Brent crude oil prices surged by more than 12%, briefly surpassing $77.00 per barrel, as investors priced in the risk of further disruption to global oil flows, especially through the Strait of Hormuz, a critical chokepoint for global energy supply.

​Simultaneously, gold prices rallied sharply, touching a near two-month high of $3,444.50 per troy ounce, as risk-averse investors sought safety in traditional haven assets amid fears of a broader conflict. 

Possible escalation scenarios 

​If the conflict widens, several escalation pathways could significantly impact global markets and regional stability: 

Iranian-backed militias in Lebanon, Syria, or Iraq could open new fronts against Israeli or US interests, dragging more actors into a multi-theatre confrontation. Most of these threats have been severely diminished by Israel’s large scale destruction of Hezbollah and incursion into Lebanon in 2024.

​Nevertheless, Iran might attempt to disrupt shipping through the Strait of Hormuz, potentially causing oil prices to spike dramatically and trigger a global energy crisis.

​Further Israeli precision strikes on Iranian territory and nuclear facilities are likely to prompt more direct Iranian missile retaliation, endangering key infrastructure and civilian populations.

​Cyber warfare and proxy attacks on energy installations in the Gulf states could further inflame the situation, impacting oil output and transportation.

​Markets remain on edge as diplomatic channels work frantically to prevent further escalation. Investors should brace for heightened volatility across commodities, equities, and currencies as the situation continues to evolve.

​WTI crude oil price technical analysis

​Since the beginning of June the oil price has risen by over 20%, by over 10% alone overnight, with an intraday high on WTI made at Friday’s $77.57 per barrel peak.

​As Israel managed to apparently shoot down all Iranian retaliatory missiles, the oil price stabilised around its late February and April highs at $73.11-to-$72.22 while awaiting news of probably military escalation.

​WTI crude oil daily candlestick chart 

WTI crude oil daily chart Source: TradingView

​A rise above Friday’s $77.57 intraday high would likely push the August 2024 to January 2025 highs at $80.13-to-$80.73 to the fore.

​In case of more serious escalation and if a rise through the $80.13-to-$80.73 resistance area were to occur, the July 2024 peak at $84.49 may be reached as well.
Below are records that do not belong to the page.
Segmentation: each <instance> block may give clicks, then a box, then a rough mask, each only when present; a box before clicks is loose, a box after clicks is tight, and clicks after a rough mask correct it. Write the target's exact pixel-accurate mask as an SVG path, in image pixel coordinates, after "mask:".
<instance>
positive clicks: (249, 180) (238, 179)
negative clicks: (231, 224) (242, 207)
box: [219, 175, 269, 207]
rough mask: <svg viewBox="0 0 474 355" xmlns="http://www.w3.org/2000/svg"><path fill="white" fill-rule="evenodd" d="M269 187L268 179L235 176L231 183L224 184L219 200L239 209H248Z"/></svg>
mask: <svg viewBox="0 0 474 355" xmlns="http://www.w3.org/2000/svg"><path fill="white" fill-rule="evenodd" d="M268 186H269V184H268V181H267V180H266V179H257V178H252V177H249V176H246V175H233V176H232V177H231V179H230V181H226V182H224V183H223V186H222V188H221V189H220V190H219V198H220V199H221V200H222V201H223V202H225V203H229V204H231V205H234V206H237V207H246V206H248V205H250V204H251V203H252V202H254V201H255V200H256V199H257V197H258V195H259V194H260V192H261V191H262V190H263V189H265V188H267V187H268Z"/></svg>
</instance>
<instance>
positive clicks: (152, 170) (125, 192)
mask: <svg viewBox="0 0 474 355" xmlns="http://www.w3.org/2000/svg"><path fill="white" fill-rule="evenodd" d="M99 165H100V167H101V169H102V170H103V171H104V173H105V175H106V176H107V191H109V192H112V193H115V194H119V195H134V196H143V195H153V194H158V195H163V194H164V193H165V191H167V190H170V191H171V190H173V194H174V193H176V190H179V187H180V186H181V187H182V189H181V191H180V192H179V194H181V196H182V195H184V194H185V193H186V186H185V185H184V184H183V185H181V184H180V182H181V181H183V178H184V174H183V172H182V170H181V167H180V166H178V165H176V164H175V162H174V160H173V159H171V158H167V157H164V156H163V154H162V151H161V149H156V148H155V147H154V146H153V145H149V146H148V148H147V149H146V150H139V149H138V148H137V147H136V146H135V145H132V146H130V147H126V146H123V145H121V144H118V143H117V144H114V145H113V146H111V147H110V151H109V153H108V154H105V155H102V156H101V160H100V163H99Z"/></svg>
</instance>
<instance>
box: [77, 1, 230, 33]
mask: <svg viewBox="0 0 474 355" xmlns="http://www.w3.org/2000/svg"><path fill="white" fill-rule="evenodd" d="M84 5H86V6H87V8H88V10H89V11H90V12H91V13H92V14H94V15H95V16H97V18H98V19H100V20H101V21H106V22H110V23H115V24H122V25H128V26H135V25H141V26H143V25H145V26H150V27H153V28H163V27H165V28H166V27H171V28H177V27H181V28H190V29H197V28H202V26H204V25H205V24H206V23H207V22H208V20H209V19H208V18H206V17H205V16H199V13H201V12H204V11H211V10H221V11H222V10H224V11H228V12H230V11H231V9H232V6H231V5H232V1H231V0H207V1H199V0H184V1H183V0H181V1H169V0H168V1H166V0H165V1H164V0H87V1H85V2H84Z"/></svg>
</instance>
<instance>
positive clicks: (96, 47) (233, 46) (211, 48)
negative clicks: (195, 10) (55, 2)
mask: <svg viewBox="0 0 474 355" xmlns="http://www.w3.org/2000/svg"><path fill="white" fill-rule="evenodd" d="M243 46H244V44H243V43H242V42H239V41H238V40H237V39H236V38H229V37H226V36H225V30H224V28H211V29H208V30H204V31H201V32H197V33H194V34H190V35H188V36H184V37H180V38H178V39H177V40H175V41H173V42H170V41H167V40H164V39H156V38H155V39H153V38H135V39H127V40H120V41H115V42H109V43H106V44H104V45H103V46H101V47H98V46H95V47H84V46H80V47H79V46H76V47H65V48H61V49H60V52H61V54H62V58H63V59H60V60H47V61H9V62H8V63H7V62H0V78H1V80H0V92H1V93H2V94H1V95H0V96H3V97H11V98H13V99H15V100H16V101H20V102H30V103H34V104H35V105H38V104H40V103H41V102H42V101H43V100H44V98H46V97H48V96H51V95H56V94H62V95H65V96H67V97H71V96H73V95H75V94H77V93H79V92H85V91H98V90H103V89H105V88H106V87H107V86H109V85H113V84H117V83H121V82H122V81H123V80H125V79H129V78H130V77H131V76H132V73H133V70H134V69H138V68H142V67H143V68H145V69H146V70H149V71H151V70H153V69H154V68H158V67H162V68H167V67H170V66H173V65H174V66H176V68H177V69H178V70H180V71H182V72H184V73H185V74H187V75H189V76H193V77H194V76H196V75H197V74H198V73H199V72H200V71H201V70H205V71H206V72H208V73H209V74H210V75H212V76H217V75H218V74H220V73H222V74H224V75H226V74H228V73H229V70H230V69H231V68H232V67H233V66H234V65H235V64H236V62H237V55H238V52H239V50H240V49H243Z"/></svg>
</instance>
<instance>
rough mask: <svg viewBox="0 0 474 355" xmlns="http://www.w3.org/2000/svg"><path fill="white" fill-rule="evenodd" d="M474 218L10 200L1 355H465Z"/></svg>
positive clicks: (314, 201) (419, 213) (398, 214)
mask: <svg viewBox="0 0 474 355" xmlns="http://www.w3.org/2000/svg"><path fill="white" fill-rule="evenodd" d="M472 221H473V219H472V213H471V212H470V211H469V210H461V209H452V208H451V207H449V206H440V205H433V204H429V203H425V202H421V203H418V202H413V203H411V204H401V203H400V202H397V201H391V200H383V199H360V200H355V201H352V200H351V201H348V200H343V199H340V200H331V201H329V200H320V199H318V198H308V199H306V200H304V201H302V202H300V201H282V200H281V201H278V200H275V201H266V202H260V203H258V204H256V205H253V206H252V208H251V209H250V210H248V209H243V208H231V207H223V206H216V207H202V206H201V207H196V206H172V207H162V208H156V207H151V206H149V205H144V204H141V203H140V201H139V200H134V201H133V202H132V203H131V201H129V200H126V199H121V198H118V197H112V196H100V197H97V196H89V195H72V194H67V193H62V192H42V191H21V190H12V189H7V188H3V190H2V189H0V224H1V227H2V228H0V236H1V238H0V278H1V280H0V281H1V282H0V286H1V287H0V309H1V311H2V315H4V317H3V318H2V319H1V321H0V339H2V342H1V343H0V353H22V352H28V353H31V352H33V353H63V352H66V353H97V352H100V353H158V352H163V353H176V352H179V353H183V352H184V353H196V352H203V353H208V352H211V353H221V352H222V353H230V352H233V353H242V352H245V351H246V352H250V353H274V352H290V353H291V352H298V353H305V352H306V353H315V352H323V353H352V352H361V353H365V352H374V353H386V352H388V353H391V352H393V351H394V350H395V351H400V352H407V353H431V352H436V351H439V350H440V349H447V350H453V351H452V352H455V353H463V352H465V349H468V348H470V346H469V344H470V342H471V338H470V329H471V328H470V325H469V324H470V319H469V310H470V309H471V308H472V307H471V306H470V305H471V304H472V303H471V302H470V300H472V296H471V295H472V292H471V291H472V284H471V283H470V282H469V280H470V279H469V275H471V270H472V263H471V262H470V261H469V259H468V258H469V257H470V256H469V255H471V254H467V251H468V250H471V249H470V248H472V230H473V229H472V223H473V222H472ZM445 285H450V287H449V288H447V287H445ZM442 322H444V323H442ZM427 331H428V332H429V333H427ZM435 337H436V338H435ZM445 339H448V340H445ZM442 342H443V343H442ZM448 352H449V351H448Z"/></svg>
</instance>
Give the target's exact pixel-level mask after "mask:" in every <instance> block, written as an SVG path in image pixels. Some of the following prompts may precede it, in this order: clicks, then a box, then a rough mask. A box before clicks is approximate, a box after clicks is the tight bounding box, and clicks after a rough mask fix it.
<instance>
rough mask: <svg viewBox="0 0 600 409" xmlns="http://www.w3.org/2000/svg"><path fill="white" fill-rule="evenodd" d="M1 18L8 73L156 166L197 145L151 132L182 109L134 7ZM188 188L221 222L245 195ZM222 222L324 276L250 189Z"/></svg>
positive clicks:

This would represent another 15% rise in the oil price from current elevated levels.

​WTI crude oil weekly candlestick chart 

WTI crude oil weekly chart Source: TradingView

​In case of de-escalation, the oil price is expected to give back some of its recent sharp gains and may slide back towards the 200-day simple moving average (SMA) at $68.47.

​The price of WTI crude oil is unlikely to retest its major previous resistance area, now because of inverse polarity a support zone, at $65.25-to-$63.86, though. It consists of the early March low and the late April-to-May highs.

​Technical analysis of the gold price

​The gold price’s third straight day of gains on escalating geopolitical tensions has briefly taken it to a near 3-month high at $3,444.50 per troy ounce on Friday morning amid flight-to-safety flows.

​The 6 May high at $3,435.00 currently caps renewed upside, though. Were it to be exceeded, gold’s all-time high at $3,500.00 would be back in the frame.

​Gold daily candlestick chart

Spot gold chart Source: TradingView

​In case of a new record high being made the 161.8% Fibonacci extension of the 200-to-2011 uptrend, projected higher from the 2015 low, at 3,753 would represent the next technical upside target.

​De-escalation may lead to the May-to-June uptrend line at $3,332.00 being revisited but only a fall through the 9 June low at $3,293.50 would void the recent advance in the gold price. 

The long-term uptrend in the gold price will remain valid while the May low at $3,121.00 holds.